Institutional Investor Activism and Financial Market Structure
39 Pages Posted: 15 Oct 1997
Date Written: September 1997
This article investigates investor activism when a number of investors are capable of expending resources to exercise a role in corporate governance rather than the single large monitoring shareholder featured in most of the extant literature. Managers choose a level of perk consumption based on their conjectures regarding investor monitoring strategies. Institutional investors make monitoring decisions and engage in strategic trade in anonymous financial markets with other agents whose trades are motivated either by liquidity or by portfolio- balancing considerations. In this setting, it is shown that a core group of monitoring institutions emerges endogenously to curtail managerial opportunism. These core institutions pursue activist policies and engage in heavy trading on both the buy and sell side of the market. In addition a fringe group of monitoring institutions, which are somewhat active and trade only on the buy side, may emerge. Although the smallest institutions are passive, there is no monotonic relationship between shareholdings and activism. In fact, among those institutions that choose to monitor with positive probability, those with smaller holdings are the most active. In addition to characterizing the emergence of monitoring activity in the presence of numerous potential activist investors, comparative statics are also developed.
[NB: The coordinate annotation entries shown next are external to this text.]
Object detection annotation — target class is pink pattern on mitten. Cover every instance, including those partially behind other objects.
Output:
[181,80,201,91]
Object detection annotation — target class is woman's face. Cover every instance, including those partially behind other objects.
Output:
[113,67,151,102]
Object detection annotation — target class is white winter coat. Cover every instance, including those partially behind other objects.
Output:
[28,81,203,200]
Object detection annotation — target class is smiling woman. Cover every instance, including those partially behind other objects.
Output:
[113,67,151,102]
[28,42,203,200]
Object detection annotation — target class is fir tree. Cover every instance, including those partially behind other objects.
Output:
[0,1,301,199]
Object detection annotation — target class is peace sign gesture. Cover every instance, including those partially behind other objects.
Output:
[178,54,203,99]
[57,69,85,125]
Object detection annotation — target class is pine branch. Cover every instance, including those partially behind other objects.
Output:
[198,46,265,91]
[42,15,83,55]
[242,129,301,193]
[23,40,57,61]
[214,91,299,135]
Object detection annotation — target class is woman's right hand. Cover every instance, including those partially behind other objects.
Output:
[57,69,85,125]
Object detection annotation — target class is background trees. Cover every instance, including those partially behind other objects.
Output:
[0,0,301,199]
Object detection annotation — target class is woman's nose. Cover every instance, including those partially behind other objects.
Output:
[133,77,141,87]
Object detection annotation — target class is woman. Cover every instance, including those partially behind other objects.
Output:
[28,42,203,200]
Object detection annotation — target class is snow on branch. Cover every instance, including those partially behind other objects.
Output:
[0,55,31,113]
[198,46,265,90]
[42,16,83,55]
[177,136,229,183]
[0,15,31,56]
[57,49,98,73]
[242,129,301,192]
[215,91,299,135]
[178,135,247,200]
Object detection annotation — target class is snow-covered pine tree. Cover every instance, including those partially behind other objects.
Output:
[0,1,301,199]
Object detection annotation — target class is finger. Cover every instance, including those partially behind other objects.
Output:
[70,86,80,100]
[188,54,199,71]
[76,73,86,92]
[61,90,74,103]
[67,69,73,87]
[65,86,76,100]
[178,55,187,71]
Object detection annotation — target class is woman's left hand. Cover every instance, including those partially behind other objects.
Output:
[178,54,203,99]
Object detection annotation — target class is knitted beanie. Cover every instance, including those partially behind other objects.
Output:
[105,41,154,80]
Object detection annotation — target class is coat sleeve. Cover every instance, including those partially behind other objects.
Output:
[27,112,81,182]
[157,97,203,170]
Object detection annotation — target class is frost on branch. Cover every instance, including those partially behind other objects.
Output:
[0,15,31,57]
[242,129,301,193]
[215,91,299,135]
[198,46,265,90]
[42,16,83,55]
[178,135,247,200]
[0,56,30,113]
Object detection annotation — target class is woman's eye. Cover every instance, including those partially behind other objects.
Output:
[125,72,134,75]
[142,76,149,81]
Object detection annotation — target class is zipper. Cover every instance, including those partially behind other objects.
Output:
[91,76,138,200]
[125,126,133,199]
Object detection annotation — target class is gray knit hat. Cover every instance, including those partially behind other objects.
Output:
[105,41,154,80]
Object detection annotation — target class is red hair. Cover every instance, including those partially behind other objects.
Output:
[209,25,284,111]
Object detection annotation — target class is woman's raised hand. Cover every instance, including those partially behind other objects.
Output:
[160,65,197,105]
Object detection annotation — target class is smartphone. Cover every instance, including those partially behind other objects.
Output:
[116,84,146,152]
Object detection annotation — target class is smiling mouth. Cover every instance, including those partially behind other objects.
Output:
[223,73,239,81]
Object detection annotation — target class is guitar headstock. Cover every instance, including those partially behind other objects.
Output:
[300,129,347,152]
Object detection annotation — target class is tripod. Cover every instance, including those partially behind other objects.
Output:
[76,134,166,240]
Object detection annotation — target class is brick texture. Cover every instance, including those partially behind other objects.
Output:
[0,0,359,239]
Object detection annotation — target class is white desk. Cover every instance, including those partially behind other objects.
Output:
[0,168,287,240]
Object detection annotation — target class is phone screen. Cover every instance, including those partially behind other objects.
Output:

Some these comparative statics are counterintuitive from the perspective of models that fail to endogenize both security market structure and shareholder activism: For example, it is shown that, despite the attendant exacerbation of the free-rider problem, some dispersion of institutional holdings can actually increase monitoring efficiency, and that increasing the size of the shareholdings controlled by informed institutional investors may lower bid-ask spreads.